В ее голосе звенели истерические нотки. Ее лицо судорожно подергивалось. Она сорвала ротонду с вешалки, потом вдруг села на пол у кровати и захохотала:
— Ха-ха-ха-ха!
Ее смех переходил в вопль. Ее душили рыдания без слез. Прибежала Вера со стаканом воды. Хачатрянца уже давно след простыл. Денисов перепугался, не знал, что делать. Вера брызгала ей в лицо. Ольга Ивановна понемногу успокоилась. Вера ушла.
— Эгоист проклятый, — твердила Ольга Ивановна, — говорит: ‘Студентов приманила, песни поют — что же ты не подпеваешь?..’ У-у, зверь!

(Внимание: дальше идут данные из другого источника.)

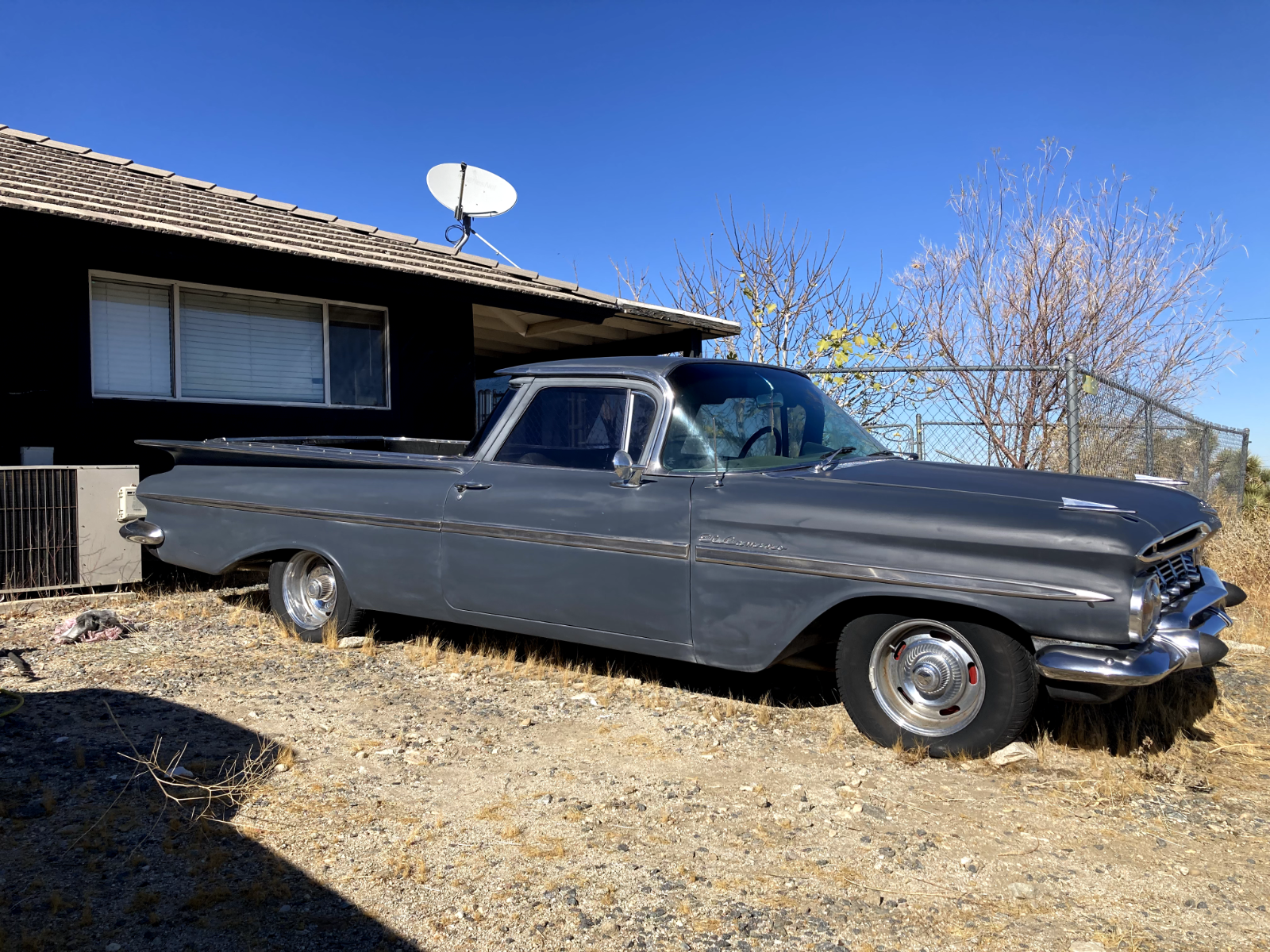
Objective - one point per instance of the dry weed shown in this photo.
(329, 636)
(1238, 554)
(764, 711)
(911, 755)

Она с новым приливом решимости оделась. Денисов умолял, чтобы она не ходила одна.
— Пойдем вместе, я тебя провожу, ты мне покажешь его квартиру, я сам войду…
— Нет, нет, Коля, я не могу, не лишай меня этого счастья.

XI.

Все-таки они вышли вместе. Они, кажется, в первый раз шли вдвоем по улице. На Садовой толпился народ. Денисов поддерживал ее под руку. Она шла уже совсем спокойная, поглядывала на него и улыбалась. Дошли до Невского. Ольга Ивановна остановилась и сказала:
— Теперь иди домой, дружок, оставь меня.
— Оля! Я провожу.
— Нет, ты любишь меня — ты домой пойдешь.
— Оля! Пощади, я не могу…
— Но это недалеко, — возразила она, — тебе незачем знать где… Иди домой, что тебе стоит? Я сейчас вернусь.

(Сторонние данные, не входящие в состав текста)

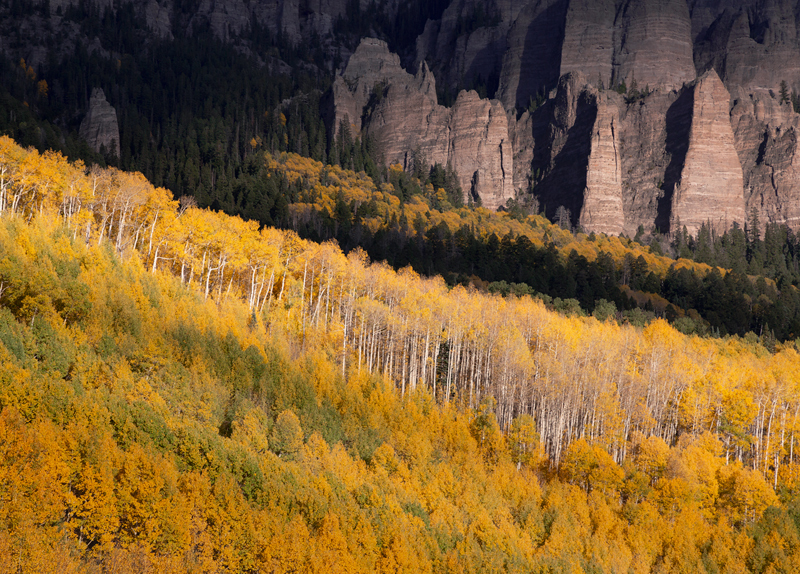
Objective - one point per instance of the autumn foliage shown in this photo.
(181, 391)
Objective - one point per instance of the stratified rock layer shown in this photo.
(602, 200)
(400, 111)
(100, 128)
(711, 185)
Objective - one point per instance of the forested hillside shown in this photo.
(182, 391)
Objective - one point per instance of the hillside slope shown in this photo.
(180, 391)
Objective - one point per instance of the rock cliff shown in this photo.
(400, 111)
(99, 128)
(711, 186)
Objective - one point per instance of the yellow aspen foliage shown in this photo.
(743, 493)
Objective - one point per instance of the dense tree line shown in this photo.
(181, 391)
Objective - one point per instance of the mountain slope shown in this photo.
(183, 392)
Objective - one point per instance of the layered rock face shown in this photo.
(401, 113)
(100, 128)
(711, 185)
(753, 44)
(643, 42)
(666, 161)
(602, 199)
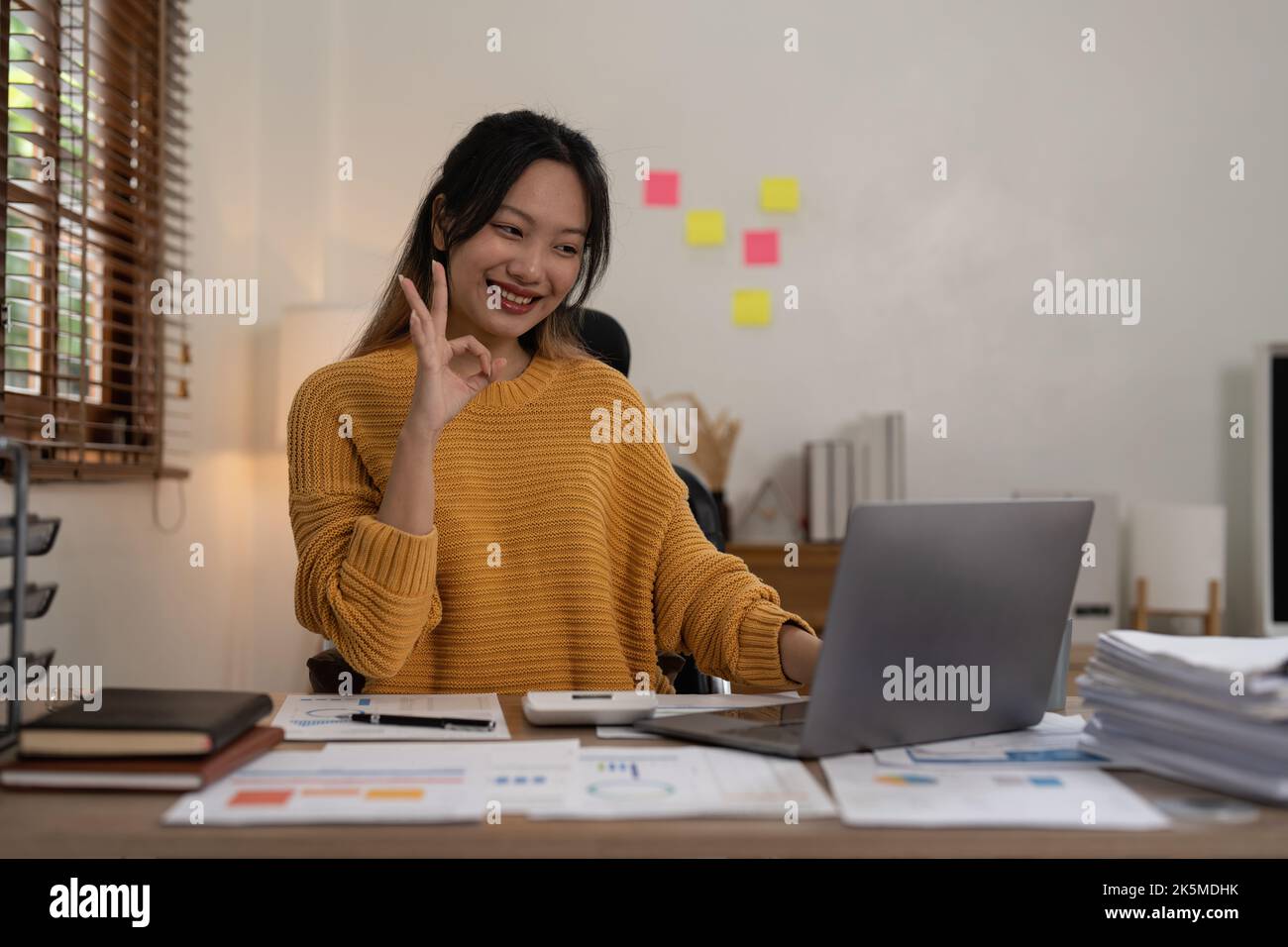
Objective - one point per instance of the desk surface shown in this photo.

Денисов взял ее за руку и сказал сдавленным от внутренней боли голосом:
— Оля, подумай… Ты отравляешь наше первое счастье… Ты идешь от меня к нему.
Она повернулась и сказала:
— Идем назад.
— Правда это? — радостно заговорил Денисов. — Ты не пойдешь?.. Ты позволяешь мне все устроить? Написать ему?.. Да?..

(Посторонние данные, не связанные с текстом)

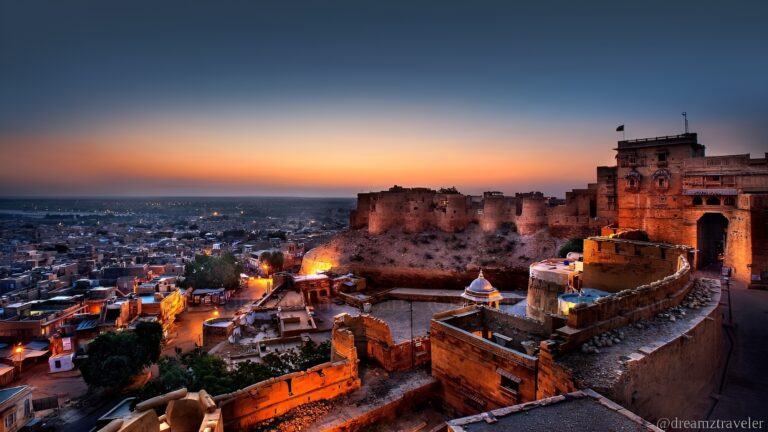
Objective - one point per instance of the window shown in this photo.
(510, 383)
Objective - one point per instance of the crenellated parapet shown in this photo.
(416, 210)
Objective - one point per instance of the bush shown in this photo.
(213, 272)
(198, 370)
(572, 245)
(114, 358)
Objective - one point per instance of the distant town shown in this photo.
(408, 309)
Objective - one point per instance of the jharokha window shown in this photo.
(632, 181)
(661, 179)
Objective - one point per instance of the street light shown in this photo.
(19, 350)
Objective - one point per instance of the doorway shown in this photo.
(711, 238)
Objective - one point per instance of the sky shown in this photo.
(332, 98)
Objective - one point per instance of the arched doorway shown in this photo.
(711, 232)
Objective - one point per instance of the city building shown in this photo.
(15, 408)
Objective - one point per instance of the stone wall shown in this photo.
(470, 368)
(373, 340)
(267, 399)
(419, 209)
(663, 378)
(553, 379)
(624, 307)
(614, 265)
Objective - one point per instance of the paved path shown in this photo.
(745, 389)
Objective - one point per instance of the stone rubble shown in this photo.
(699, 296)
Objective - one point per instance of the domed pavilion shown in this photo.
(481, 292)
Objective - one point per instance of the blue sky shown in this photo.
(554, 74)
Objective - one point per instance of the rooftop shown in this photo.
(583, 410)
(10, 392)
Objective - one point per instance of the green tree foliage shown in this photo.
(114, 358)
(197, 370)
(572, 245)
(150, 339)
(213, 272)
(274, 259)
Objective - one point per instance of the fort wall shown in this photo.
(267, 399)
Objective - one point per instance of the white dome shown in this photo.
(480, 285)
(481, 291)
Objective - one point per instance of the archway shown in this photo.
(711, 232)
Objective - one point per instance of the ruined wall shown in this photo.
(373, 340)
(470, 369)
(553, 379)
(273, 397)
(542, 297)
(759, 263)
(624, 307)
(419, 209)
(613, 265)
(574, 219)
(662, 380)
(452, 212)
(497, 210)
(533, 217)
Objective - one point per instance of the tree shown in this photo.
(197, 370)
(150, 339)
(273, 259)
(213, 272)
(112, 360)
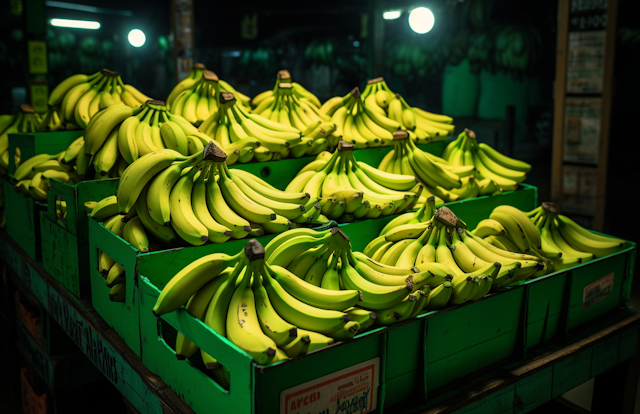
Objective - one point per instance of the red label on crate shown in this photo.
(350, 390)
(596, 291)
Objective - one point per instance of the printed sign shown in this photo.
(582, 130)
(37, 57)
(348, 391)
(596, 291)
(585, 69)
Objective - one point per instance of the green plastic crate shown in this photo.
(557, 303)
(23, 213)
(58, 372)
(45, 330)
(254, 389)
(65, 249)
(123, 316)
(279, 174)
(416, 357)
(23, 223)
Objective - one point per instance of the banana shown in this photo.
(317, 340)
(410, 254)
(464, 257)
(60, 91)
(440, 296)
(513, 229)
(118, 293)
(317, 270)
(299, 313)
(25, 170)
(174, 137)
(217, 233)
(243, 326)
(313, 295)
(586, 241)
(293, 247)
(163, 234)
(72, 151)
(160, 190)
(331, 277)
(503, 160)
(272, 324)
(299, 346)
(407, 231)
(216, 316)
(374, 296)
(241, 203)
(141, 172)
(197, 306)
(365, 318)
(286, 209)
(566, 248)
(183, 219)
(301, 264)
(97, 134)
(279, 225)
(105, 208)
(382, 268)
(135, 234)
(221, 212)
(392, 181)
(489, 227)
(190, 279)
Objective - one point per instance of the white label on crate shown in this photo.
(348, 391)
(596, 291)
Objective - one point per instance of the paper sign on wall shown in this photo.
(350, 390)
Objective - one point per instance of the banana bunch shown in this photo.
(130, 228)
(199, 101)
(26, 120)
(437, 175)
(119, 135)
(33, 175)
(356, 122)
(443, 246)
(246, 136)
(208, 84)
(559, 239)
(243, 298)
(266, 98)
(321, 270)
(51, 120)
(191, 200)
(421, 125)
(493, 170)
(509, 229)
(80, 97)
(285, 107)
(349, 190)
(3, 217)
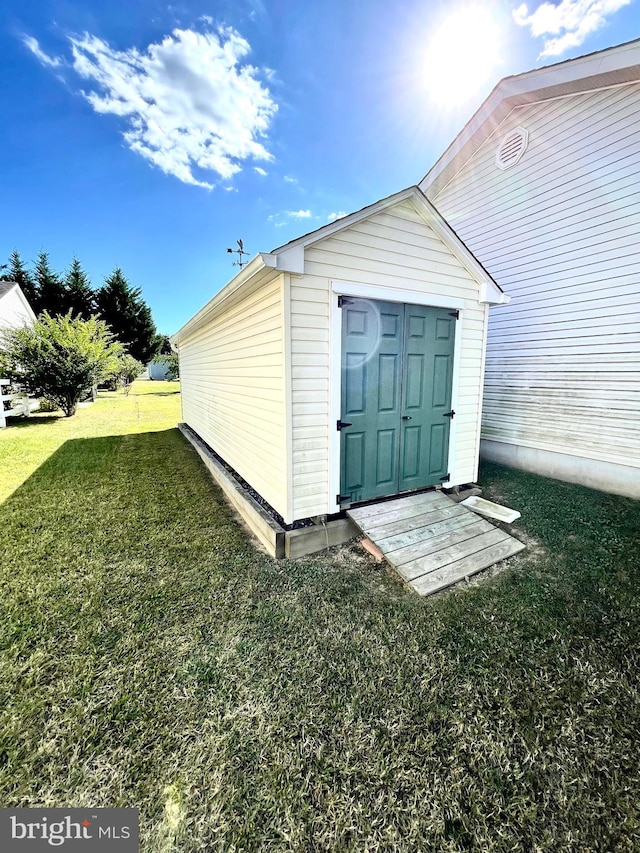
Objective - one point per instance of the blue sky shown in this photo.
(152, 135)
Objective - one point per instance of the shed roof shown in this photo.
(290, 256)
(599, 70)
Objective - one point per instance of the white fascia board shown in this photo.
(289, 260)
(249, 272)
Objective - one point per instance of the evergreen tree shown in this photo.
(80, 297)
(16, 271)
(128, 316)
(52, 293)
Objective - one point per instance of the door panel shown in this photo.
(427, 378)
(371, 353)
(397, 370)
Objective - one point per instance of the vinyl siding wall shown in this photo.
(232, 373)
(12, 311)
(395, 248)
(559, 232)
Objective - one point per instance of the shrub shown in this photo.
(59, 358)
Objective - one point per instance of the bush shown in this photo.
(59, 358)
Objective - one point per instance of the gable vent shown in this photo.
(512, 148)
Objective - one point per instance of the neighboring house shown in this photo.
(347, 364)
(158, 370)
(543, 186)
(15, 311)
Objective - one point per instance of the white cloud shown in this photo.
(189, 102)
(569, 23)
(36, 50)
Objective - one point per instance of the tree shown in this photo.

Она не отвечала. Прошли Гостиный двор. Она опять остановилась.
— Коля! Не удерживай, — с мольбою прошептала она, — это выше сил… до свидания.
И она почти побежала от него.
Он остался один с тупым и несносным ощущением на сердце. Ему начинало казаться все какой-то мистификацией. По улице шли и ехали люди с покупками. На всех лицах было написано: ‘Завтра Рождество’. И Денисову вспомнилась родина. Его засосала тоска. Наплыли воспоминания о семье, красивой елке, теплой и большой квартире, добрых и сердечных людях, ласках матери. Вспомнилась и Наташа с ее полудетской и чистой улыбкой, ее отец — славный старичок доктор. И его органически потянуло туда, к Волге, в милый провинциальный город. Один, совсем один на улице, в сочельник. Какая-то странная женщина! На мгновение мелькнула ее красота, обворожительная улыбка, потом бледное, искаженное лицо. Денисов схватился за голову. ‘Это ужасно! Это какое-то сумасшествие!’ — подумал он. Ему захотелось заглушить боль. Он вошел в табачную лавочку и купил сигар.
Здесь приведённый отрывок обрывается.